The rhombohedral MnHCF is regarded as a scalable, low-cost, and high-energy cathode material for Na-ion batteries due to the absence of crystal water.
However, the unexpected Jahn-teller effect and significant phase transformation causes Mn dissolution and anisotropic volume change, leading to capacity loss and structural instability. Thus, it is important to build a robust and full coverage coating on the surface of MnHCF particles to address the cycling instability.
A research group led by Prof. ZHAO Junmei from the Institute of Process Engineering (IPE) of the Chinese Academy of Sciences reported a simple room-temperature route to construct a magical CoxB skin on the surface of sodium manganese hexacyanoferrates (MnHCF), demonstrating thousands-cycle level cycling lifespan and high energy density close to LiFePO4 for Li-ion batteries.
The study was published in Angewandte Chemie on Jan. 31.
"Room-temperature-synthesized CoxB seems to be tailor-made as a coating substance of MnHCF cathode," said Prof. ZHAO. "Meanwhile, CoxB is a metallic borate glass, and due to high corrosion- and wear-resistance, it shows good mechanical flexibility, which is expected to prevent the fracture or fragmentation of cathode particles."
Moreover, CoxB can work as a double conductor of mixed electrons and ions. These unique advantages make the optimal CoxB-coated MnHCF cathode (MnHCF-5%CoxB) deliver an initial capacity of ~133 mA h g-1 at 10 C, higher than that of bare MnHCF (~110 mA h g-1).
More importantly, the coated samples can remain a capacity retention of over 80%, far superior to that of the pristine one (41%).
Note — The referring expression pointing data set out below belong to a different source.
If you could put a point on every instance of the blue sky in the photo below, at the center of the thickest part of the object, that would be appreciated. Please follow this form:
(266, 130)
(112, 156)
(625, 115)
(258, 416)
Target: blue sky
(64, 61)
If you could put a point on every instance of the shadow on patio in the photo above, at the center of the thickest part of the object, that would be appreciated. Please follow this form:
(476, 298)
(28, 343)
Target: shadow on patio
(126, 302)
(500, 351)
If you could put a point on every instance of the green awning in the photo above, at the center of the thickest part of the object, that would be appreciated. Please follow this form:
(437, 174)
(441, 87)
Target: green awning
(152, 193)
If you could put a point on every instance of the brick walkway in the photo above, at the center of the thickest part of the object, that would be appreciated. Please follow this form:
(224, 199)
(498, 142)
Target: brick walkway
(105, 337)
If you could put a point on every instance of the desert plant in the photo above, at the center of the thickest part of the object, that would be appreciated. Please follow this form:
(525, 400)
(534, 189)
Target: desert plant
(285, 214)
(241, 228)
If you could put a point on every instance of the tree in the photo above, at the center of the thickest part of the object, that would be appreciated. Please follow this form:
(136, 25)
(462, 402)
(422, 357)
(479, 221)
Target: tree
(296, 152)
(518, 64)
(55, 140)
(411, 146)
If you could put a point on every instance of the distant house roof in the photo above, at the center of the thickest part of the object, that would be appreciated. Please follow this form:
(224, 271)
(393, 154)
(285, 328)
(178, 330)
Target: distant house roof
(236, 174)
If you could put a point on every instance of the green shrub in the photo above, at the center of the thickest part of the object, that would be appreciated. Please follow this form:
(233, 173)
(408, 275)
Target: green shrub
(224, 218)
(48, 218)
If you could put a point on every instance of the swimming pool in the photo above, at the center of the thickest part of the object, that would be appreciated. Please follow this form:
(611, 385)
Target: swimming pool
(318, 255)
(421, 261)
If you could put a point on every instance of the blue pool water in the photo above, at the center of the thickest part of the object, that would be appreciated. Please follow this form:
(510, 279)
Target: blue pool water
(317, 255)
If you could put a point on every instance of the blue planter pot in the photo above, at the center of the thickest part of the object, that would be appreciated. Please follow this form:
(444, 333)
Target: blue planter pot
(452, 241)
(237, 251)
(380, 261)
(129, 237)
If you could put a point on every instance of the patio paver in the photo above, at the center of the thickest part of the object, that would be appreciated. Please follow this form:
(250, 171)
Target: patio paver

In the full-cell configurations, the MnHCF-5%CoxB//HC delivers a high energy density of 310 Wh kg-1 based on the total mass of cathode/anode active substances, which is comparable to the commercial LFP cathode (~330 Wh kg-1).
"MnHCF-5%CoxB//HC shows an impressive capacity retention of ~71% at 5 C after cycling 1000 cycles, which is a significant breakthrough among the nonaqueous MnHCF full cells," said Prof. ZHAO.